In order to evaluate the repeatability and stability of the detected components, according to the method of Preparation of sample solutions as above, six different samples prepared from the same batch of WCA pill were analyzed. The relative standard deviation (RSD) was taken as a measure of repeatability. Stability of sample solution was tested at room temperature. Stability of sample solution was analyzed at 0, 4, 8, 12, 24 and 48 h at room temperature, respectively.

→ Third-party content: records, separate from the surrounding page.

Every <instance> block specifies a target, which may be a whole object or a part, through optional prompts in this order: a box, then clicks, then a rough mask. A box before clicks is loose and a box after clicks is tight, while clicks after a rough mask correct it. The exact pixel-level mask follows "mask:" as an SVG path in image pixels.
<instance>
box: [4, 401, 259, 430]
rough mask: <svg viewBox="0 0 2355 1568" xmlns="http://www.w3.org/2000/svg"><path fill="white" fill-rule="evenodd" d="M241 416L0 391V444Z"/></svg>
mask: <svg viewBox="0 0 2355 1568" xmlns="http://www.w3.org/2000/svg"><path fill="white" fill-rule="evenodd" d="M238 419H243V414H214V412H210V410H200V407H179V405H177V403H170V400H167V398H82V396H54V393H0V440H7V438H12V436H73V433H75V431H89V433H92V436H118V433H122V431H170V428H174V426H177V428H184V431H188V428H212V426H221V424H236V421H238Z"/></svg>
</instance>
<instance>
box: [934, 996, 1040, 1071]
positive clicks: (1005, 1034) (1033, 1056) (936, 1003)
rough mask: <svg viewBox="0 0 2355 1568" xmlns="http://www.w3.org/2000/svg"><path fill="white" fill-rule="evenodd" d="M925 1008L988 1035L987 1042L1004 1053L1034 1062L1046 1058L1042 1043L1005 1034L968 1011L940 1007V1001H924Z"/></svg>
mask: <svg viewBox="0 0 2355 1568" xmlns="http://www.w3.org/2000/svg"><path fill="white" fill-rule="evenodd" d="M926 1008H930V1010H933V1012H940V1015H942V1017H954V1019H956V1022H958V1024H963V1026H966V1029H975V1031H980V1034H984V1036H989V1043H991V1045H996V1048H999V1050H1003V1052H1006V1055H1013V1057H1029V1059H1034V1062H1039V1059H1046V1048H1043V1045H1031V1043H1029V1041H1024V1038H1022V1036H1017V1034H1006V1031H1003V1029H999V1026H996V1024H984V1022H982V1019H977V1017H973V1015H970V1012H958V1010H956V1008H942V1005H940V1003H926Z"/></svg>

Recovery tests were carried out to further investigate the accuracy of the method by adding three concentration levels (low, medium and high) of the mixed standard solutions into the known real sample. The resultant samples were then extracted and analyzed with the described method. The recovery of each component was calculated by the following formula:
Recovery (%) = (amount found - original amount) / amount added ×100%
Relative standard deviation was used to describe precision, repeatability, stability and recovery.